Management for spontaneous splenic rupture is determined by hemodynamic stability and underlying pathology. Due to risk of post splenic infections, there has been as shift of treatment modality towards non-operative management in a clinically stable patient . Splenic artery embolization can also be employed for clinically stable patients. If the patient is clinically unstable and requires more number of blood transfusions to maintain vitals, they are definitive candidates for surgery, keeping in mind that spontaneous splenic rupture is a dreaded but easily treatable condition if diagnosed earlier. If surgery is undertaken, spleenoraphy, partial or total splenectomy can be performed depending upon the extent of splenic injury. Although there are no definitive guidelines for treatment of SSR, few studies suggest that total splenectomy is recommended for SSR associated with neoplasm and conservative management can be attempted in SSR associated with infectious diseases [7,8].
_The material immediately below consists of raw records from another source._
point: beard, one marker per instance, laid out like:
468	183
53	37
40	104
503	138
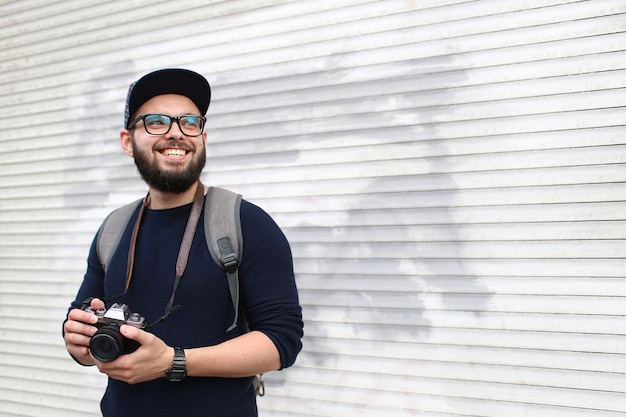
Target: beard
174	181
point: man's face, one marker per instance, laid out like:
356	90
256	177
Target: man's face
172	162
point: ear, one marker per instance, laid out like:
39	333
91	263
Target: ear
127	142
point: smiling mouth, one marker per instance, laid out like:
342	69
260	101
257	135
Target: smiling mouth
174	152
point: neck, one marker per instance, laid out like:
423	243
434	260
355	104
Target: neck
160	200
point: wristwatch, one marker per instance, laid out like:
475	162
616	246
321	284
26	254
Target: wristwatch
178	371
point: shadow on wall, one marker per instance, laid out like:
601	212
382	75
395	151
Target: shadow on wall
413	282
97	149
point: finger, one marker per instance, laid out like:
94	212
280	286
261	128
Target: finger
82	316
97	304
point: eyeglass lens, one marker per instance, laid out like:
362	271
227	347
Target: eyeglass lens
159	124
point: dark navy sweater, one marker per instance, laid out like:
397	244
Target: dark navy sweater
267	291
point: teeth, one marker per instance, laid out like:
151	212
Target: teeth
174	152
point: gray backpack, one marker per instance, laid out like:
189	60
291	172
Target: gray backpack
222	231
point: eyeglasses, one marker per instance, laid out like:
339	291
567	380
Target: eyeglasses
160	124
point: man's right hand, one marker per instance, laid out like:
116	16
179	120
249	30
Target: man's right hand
78	329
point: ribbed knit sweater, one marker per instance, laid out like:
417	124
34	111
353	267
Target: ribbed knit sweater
267	291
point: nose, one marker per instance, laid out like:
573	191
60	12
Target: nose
175	131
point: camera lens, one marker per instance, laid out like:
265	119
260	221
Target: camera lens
107	344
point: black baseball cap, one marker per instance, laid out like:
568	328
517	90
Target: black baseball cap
168	81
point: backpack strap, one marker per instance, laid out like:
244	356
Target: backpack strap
222	229
112	230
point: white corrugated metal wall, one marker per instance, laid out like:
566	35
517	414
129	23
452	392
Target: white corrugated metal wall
450	174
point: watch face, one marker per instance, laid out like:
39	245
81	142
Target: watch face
176	374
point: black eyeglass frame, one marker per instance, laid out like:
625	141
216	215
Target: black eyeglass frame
173	119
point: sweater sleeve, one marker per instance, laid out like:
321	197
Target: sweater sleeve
267	283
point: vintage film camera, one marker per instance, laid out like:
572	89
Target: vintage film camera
107	344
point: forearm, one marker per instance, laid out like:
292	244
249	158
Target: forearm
247	355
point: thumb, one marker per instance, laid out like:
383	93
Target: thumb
133	333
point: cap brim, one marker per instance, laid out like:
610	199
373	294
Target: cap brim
168	81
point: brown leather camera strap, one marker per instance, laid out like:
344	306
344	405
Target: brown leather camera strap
185	246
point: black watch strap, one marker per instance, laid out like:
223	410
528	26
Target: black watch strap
178	371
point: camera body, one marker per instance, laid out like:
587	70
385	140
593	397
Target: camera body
107	344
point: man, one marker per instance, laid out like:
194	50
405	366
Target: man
192	363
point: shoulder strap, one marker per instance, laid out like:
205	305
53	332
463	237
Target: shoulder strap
112	230
222	228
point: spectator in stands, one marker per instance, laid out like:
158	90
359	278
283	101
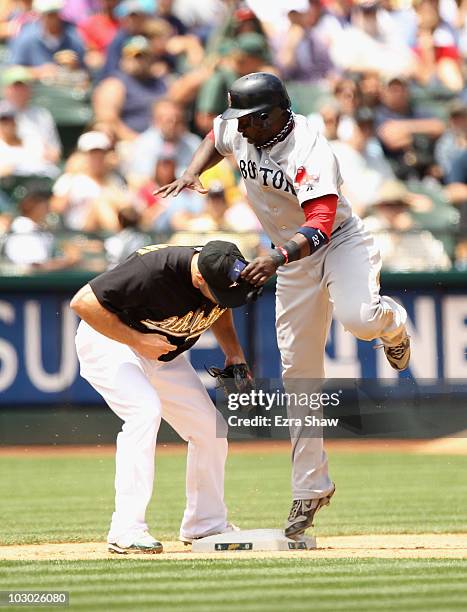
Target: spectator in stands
29	243
14	15
327	119
165	11
406	133
218	216
239	20
76	11
168	126
336	118
372	43
97	32
369	86
166	215
124	100
454	139
305	55
49	43
35	124
249	54
133	15
171	53
436	47
89	195
129	239
362	163
20	157
403	245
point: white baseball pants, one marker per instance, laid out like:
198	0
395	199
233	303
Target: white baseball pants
342	278
142	392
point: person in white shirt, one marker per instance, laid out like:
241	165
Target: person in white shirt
89	199
20	157
36	126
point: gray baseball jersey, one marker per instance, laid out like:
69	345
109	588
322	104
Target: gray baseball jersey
281	178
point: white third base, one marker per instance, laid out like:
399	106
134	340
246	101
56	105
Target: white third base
252	539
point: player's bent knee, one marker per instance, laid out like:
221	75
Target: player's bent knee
365	325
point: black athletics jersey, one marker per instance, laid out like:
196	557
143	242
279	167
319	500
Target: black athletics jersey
152	292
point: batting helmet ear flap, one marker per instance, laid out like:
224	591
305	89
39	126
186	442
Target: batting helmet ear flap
256	92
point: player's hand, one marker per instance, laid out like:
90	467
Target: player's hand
187	180
152	346
259	270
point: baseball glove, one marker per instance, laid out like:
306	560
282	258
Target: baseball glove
234	378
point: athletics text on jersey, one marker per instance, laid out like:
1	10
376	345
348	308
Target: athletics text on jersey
152	292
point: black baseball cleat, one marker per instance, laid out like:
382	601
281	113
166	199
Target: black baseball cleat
398	355
302	514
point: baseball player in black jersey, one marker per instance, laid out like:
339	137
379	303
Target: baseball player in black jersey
137	322
326	262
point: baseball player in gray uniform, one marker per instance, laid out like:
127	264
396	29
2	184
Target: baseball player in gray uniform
324	259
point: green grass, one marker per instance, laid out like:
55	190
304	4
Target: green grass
71	499
256	585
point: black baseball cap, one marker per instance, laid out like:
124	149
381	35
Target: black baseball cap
220	264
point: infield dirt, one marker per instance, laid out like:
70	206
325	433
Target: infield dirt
394	546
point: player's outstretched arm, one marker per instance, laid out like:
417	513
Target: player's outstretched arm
226	336
87	306
204	158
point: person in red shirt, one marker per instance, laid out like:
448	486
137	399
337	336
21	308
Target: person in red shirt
98	31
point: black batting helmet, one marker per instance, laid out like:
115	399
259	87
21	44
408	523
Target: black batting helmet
256	92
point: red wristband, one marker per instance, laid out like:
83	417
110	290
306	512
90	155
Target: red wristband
284	253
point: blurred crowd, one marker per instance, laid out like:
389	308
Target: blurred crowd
101	101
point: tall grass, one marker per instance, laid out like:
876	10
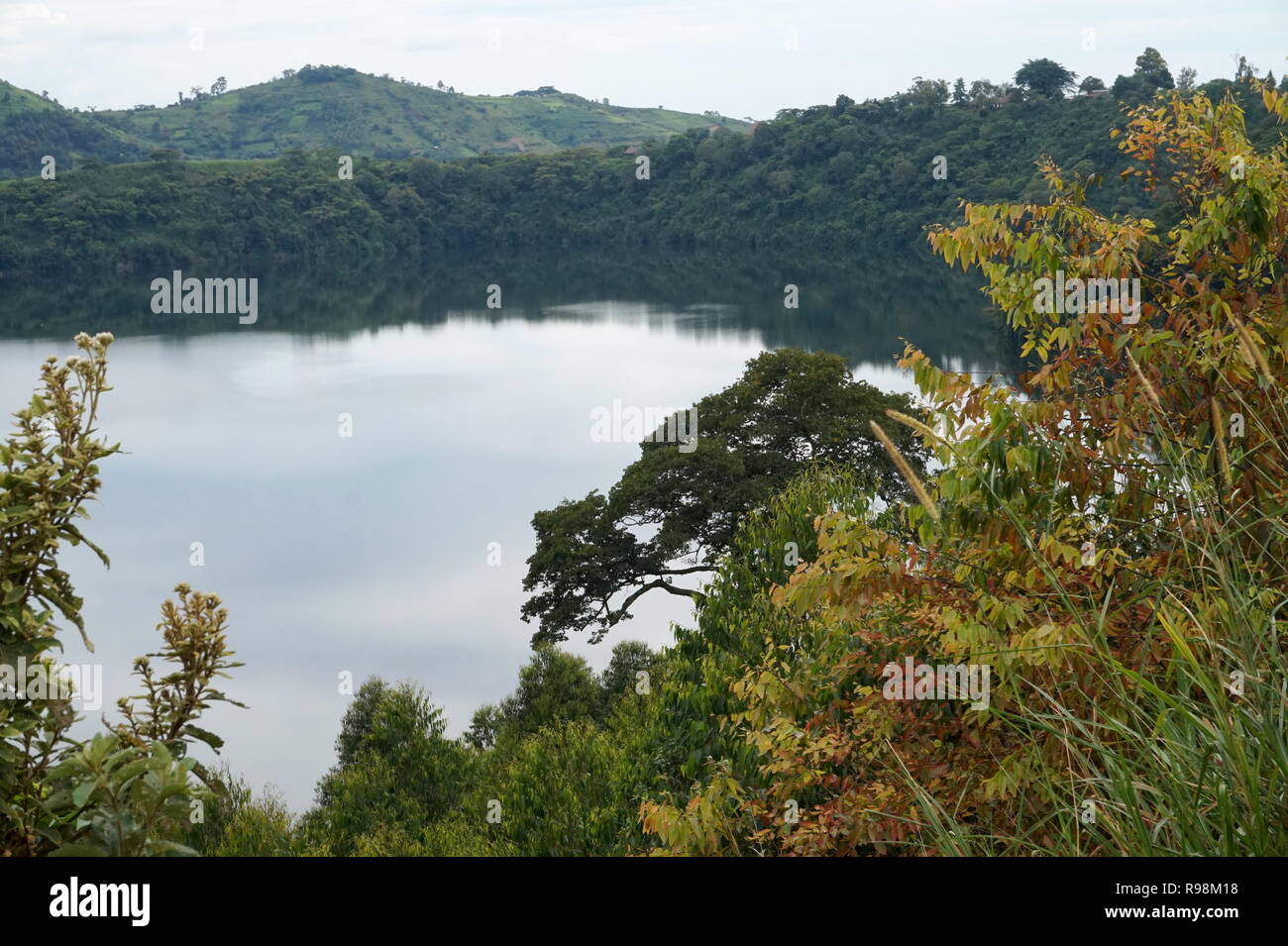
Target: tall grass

Spontaneous splenic rupture (SSR) is a very rare, lethal but potentially treatable condition. The diagnosis of SSR must be considered in all patients with haematological malignancies who experience sudden abdominal pain, hypotension and shock, even though they deny a history of trauma. High index of clinical suspicion is required to diagnosis this condition early in high risk patients. Even though neoplasia and infections predominate the list, others possible causes should also be evaluated in cases of clinical dilemma.